EL CABALLERO DE LAS NUBES

Era Rodrigo un niño aventurero.
En las tardes veraniegas de un noble pueblo castellano, recorría, en su vieja bicicleta roja, los parajes tostados por el sol, que rodeaban la casa de sus abuelos.

Imaginaba, que Babieca, así llamaba a su fiel amiga, era un hermoso caballo negro, que le ayudaba a subir la empinada colina que conducía al derruido castillo, donde hallaba siempre algún motivo para la aventura.
Según contaba el abuelo Martín, el Cid paseaba por aquellas laderas ya que fue el señor de aquella fortaleza.

Solemnemente, el muchacho bajaba de su compañera de viaje, entraba junto a ella al patio de armas a través de un descolorido arco de herradura y  la dejaba reposar en un muro.
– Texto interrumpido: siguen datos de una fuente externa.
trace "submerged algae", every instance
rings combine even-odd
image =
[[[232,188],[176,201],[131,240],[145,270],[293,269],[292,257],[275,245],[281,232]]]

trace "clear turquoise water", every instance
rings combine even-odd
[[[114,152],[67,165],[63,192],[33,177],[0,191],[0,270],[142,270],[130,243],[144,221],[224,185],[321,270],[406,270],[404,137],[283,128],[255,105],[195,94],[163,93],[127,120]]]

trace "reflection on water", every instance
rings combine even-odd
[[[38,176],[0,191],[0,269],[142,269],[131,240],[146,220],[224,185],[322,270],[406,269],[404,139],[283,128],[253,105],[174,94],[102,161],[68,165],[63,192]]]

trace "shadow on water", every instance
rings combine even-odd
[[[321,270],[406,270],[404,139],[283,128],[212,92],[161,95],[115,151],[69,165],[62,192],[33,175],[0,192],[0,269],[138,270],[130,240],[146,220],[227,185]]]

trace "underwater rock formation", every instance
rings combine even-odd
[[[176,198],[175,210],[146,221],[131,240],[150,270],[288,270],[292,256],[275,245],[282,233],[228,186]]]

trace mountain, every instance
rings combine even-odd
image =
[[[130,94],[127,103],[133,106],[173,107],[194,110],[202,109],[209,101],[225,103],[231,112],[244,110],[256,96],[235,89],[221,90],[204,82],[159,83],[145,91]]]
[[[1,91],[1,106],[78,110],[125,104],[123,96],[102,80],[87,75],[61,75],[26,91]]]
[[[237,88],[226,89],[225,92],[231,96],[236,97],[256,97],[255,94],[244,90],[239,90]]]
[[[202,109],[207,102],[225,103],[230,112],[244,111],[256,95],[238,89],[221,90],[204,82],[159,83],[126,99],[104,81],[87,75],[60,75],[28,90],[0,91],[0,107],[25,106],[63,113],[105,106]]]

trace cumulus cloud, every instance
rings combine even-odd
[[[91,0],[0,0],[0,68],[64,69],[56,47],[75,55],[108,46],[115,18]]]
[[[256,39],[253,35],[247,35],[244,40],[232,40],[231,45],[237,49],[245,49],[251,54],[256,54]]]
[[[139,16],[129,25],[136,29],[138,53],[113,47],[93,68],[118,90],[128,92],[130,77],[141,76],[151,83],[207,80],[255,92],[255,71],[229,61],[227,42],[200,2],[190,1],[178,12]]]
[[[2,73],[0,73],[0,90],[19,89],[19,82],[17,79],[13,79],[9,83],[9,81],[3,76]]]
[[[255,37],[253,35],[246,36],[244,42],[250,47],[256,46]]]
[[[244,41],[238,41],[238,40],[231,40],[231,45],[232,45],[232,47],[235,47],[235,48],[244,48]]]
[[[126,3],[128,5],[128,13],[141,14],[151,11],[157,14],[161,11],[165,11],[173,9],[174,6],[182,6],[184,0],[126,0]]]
En un escalón, cerca de una ventana, Rodrigo, mientras merendaba, oteaba los infinitos campos de trigo y el serpenteante río flanqueado por chopos y sauces. Después escogía un rincón sombrío y se tumbaba.

Miraba al cielo, lo observaba. Admiraba el vuelo de los milanos y de los buitres.
Las nubes navegaban creando diferentes formas: un dragón, una cara, un hada...
La cálida brisa acunaba al niño, el sueño convertía aquello que veía en realidad.

La caída del sol entre las almenas despertaron a Rodrigo de su aventura, volvió hacia Babieca y abandonó el lugar hasta el día siguiente.